Ed, I think its a great idea to excite Serious Eaters to try to help with this effort. Do you have any thoughts about what form an organization might take? Does Waters' Berkely project have literature that might be adapted to give other schools ideas? It seems like Serious Eats might be able to work with, say, Seeds for Change to help supply seeds/seedlings or help connect schools to local farms or organic growers to help get things started. Even if it were to be an after school program at the beginning, say put middle schools in touch with CSAs or some such thing, it could be a good start.

I'd love to be involved in helping educate more people about food and how it can be fun and good. Thanks for using the space you've made to ponder such a thing!

I think the whole idea is nice- in a perfect world. My children live in a house of whole foods and garden loving. They help me plant seeds and nurture plants, and get all excited about the harvest, and then they proceed to declare their hate at the dinner table. Not every child is going to enjoy eating their vegetables- no matter how involved in the process they are. It's all well and good to promote gardening and growing your own food, it's completely another to actually do it. I enjoy my vegetable gardening, but I am also a SAHM. I have the time to garden, but even then, there are times where I neglect my gardening because I am just busy with other things. What's the solution here? We can't all be like Jamie Oliver (whom I adore, btw) and hire a full-time gardener year round.

As to the school lunches, I wish anyone who desires to take up that torch all the luck in the world. I tried once. One time I mentioned how appalling our school lunches are and I was chewed right into the ground. It's all about $$$ in the school lunch program. I was read the riot act about how difficult it is to feed a school full of children the required amount of nutrients in an affordable manner. How on earth did I think that roasted broccoli was going to appeal to the masses? Here in podunk our schools have an 87% participation rate in school lunch- and at the grade school level it costs the kids $1.80 per day. The kids love eating the pizza and chicken nuggets, they eat well, and the waste is less when they eat it, so why would they try and change that up to feature salads and whole grains?
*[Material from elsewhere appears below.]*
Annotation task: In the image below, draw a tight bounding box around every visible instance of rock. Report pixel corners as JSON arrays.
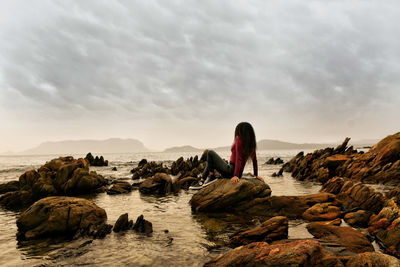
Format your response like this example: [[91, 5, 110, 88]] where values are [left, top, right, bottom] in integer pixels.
[[131, 161, 171, 180], [173, 177, 198, 192], [0, 181, 20, 194], [265, 158, 283, 165], [0, 157, 106, 209], [89, 223, 113, 239], [138, 159, 147, 167], [204, 240, 330, 267], [113, 213, 133, 233], [236, 193, 335, 219], [231, 216, 288, 245], [133, 215, 153, 234], [106, 181, 132, 195], [346, 252, 400, 267], [303, 203, 341, 221], [139, 173, 172, 195], [85, 152, 108, 167], [190, 178, 271, 215], [307, 222, 374, 253], [283, 133, 400, 184], [343, 210, 372, 227], [321, 177, 385, 213], [17, 197, 107, 240]]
The bread is so white it glows- but that's okay, because it matches the loathsome white whipped butter to spread on it.

*sigh* I for one would love to see a change, but I think they whole notion is just idealistic unless someone can come up with the funding for change. Our school board has been scrambling to find money simply to cover the rapidly rising costs of food- to try and persuade an overhaul... it simply wouldn't happen and you'd be laughed right out the door.

What if they did away with purchased lunches for any kid whose family income was above a certain level? I mean we have the 'subsidized' free lunch program in place here in FL for low-income families...what if they just kept those kinds of programs and everyone else had to bring their lunch? Wouldn't that put the responsibility of a nutritious lunch squarely back in the hands of the parents?

And instead of "revolution" what about a "revitalization"?

"pjacob01" - I think it's dangerous to suggest a "must pack lunch" program for families with greater incomes because it only sets the "poor" students apart.

My high school had two cafeteria lines: one for the normal daily meal and one for "a la carte" items, like apples or granola bars. Perhaps schools could cut down their food costs and enable more student choice by going to an all "a la carte" system - healthy (or at least healthier) wraps and sandwiches, fruit, veggies, etc. Kids will only eat what they want anyway, so this could cut down on the cost of a child's lunch at the same time as eliminating waste for the food no one wants.